For a moment, Minal Auntie feels these secrets on the brink of release—the milk skin, the desperation, the sound of Velu’s
voice in her ears—but a pickup truck in front of her brakes suddenly. She honks. The moment is gone.
Class begins as always, students trickling through the sliding door at the back of Minal Auntie’s basement. They shuck their shoes outside. They knot their shawls around their waists.
Minal Auntie is seated directly in front of the mirrors with a wood block and a stick in her hands, next to an electronic box that makes harmonium vibrations. The harmonium box, the block, and the stick are the most hallowed objects in the room. Once, when the stick fell out of Minal Auntie’s hand and Niva Patel absently toed it back to her, Niva was ordered to sit out the next three exercises.
After Minal Auntie pounds the block three times, the girls do
namaste
, a girl in the back sloppy in scooping forgiveness from the carpet. Afterward, Minal Auntie balances her stick on the block and instructs everyone to be seated. She can always pick out the naturals by the way they hold themselves even in unaware moments, how they stand with their shoulders back, their spines at attention, feet turned out. Overdoing it, Pinky Shahi sinks to the floor with one knee propped up, mimicking a movie courtesan. The graceless ones, like Aarti, collapse and hunch against the walls.
Minal Auntie stands to demonstrate the next sequence in the dance she has been teaching them, set to a
bhajan
celebrating the devotion of the poet Meerabai to Lord Krishna. Departing from her usual routines, Minal Auntie has choreographed a dance that contains an elaborate drama as its centerpiece, a tale of devotion, poison, and miracle.
There are only four roles—the beautiful Meerabai, her husband the cruel king, and two servants. To show the drama in its entirety, Minal Auntie inhabits all four roles, twirling
between avatars. First she is Meerabai fingering her sitar, swaying in ecstatic worship to Lord Krishna, whom she considers her true husband, much to the irritation of her living husband, the king. Then she is the king, spying on his wife’s worship, curling the corner of his mustache between two fingers before stalking away to his rooms.

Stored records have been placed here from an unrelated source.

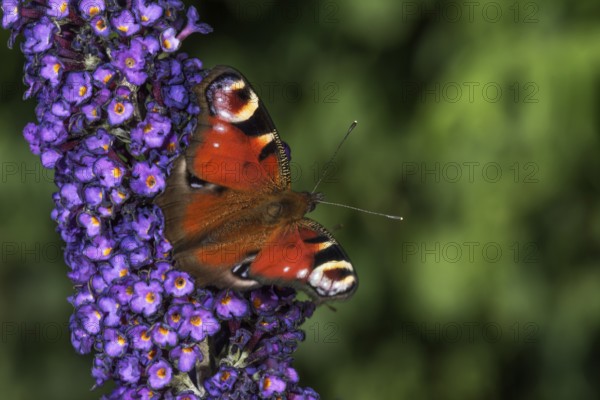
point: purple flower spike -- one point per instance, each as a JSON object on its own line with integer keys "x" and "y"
{"x": 11, "y": 12}
{"x": 116, "y": 106}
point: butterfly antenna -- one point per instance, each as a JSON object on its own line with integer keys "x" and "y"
{"x": 324, "y": 173}
{"x": 396, "y": 217}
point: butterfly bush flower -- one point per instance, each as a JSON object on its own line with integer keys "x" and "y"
{"x": 115, "y": 108}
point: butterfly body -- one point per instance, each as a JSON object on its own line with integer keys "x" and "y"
{"x": 230, "y": 212}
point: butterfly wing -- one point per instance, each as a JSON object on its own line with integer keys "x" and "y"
{"x": 234, "y": 159}
{"x": 306, "y": 256}
{"x": 237, "y": 145}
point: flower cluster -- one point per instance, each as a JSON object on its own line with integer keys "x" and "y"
{"x": 115, "y": 107}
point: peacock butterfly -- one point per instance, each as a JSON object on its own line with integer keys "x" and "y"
{"x": 230, "y": 212}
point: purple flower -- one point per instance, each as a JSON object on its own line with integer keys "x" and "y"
{"x": 116, "y": 105}
{"x": 130, "y": 61}
{"x": 271, "y": 385}
{"x": 164, "y": 336}
{"x": 168, "y": 40}
{"x": 119, "y": 111}
{"x": 11, "y": 14}
{"x": 185, "y": 357}
{"x": 109, "y": 172}
{"x": 147, "y": 14}
{"x": 99, "y": 248}
{"x": 58, "y": 8}
{"x": 52, "y": 69}
{"x": 129, "y": 369}
{"x": 198, "y": 323}
{"x": 147, "y": 179}
{"x": 178, "y": 284}
{"x": 159, "y": 374}
{"x": 77, "y": 88}
{"x": 124, "y": 23}
{"x": 147, "y": 297}
{"x": 151, "y": 133}
{"x": 115, "y": 343}
{"x": 38, "y": 37}
{"x": 91, "y": 8}
{"x": 140, "y": 337}
{"x": 90, "y": 222}
{"x": 230, "y": 305}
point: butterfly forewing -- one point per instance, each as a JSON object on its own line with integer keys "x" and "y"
{"x": 229, "y": 210}
{"x": 237, "y": 145}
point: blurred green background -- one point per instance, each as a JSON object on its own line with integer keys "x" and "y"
{"x": 478, "y": 122}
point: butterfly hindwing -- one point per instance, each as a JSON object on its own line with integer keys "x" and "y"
{"x": 305, "y": 255}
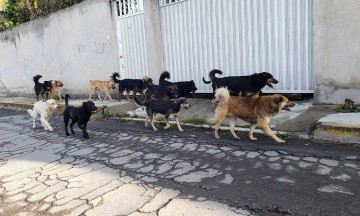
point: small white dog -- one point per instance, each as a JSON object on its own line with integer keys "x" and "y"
{"x": 45, "y": 110}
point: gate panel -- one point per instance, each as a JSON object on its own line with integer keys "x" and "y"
{"x": 131, "y": 39}
{"x": 239, "y": 37}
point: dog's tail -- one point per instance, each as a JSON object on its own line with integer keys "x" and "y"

He stirs poison into a bowl of warm milk and summons his two servants. With a spin, Minal Auntie inhabits the servants, who come to the king, bowing; he points the bowl in Meerabai’s direction. They bring the bowl to her. Finally, Minal Auntie is Meerabai, setting her sitar aside. Sensing that her death lies in the bottom of the bowl, Meerabai takes it and looks to the heavens, in fear not of death but of a lifetime of worship cut short. She drinks the poison, and by the intercession of Lord Krishna, she rises, immune to pain, vivified and radiant.
“Okay?” Minal Auntie says, herself again, hands on hips.
“Auntie, that was
so good
,” Pinky says, the other girls rallying around with affirmations of “Yeah” and “Really good.” “Who gets to be the queen?”
Minal Auntie assigns the roles: Pinky as the king, Neha and Niva as the servants, and—she braces herself for an uprising—Aarti as Meerabai.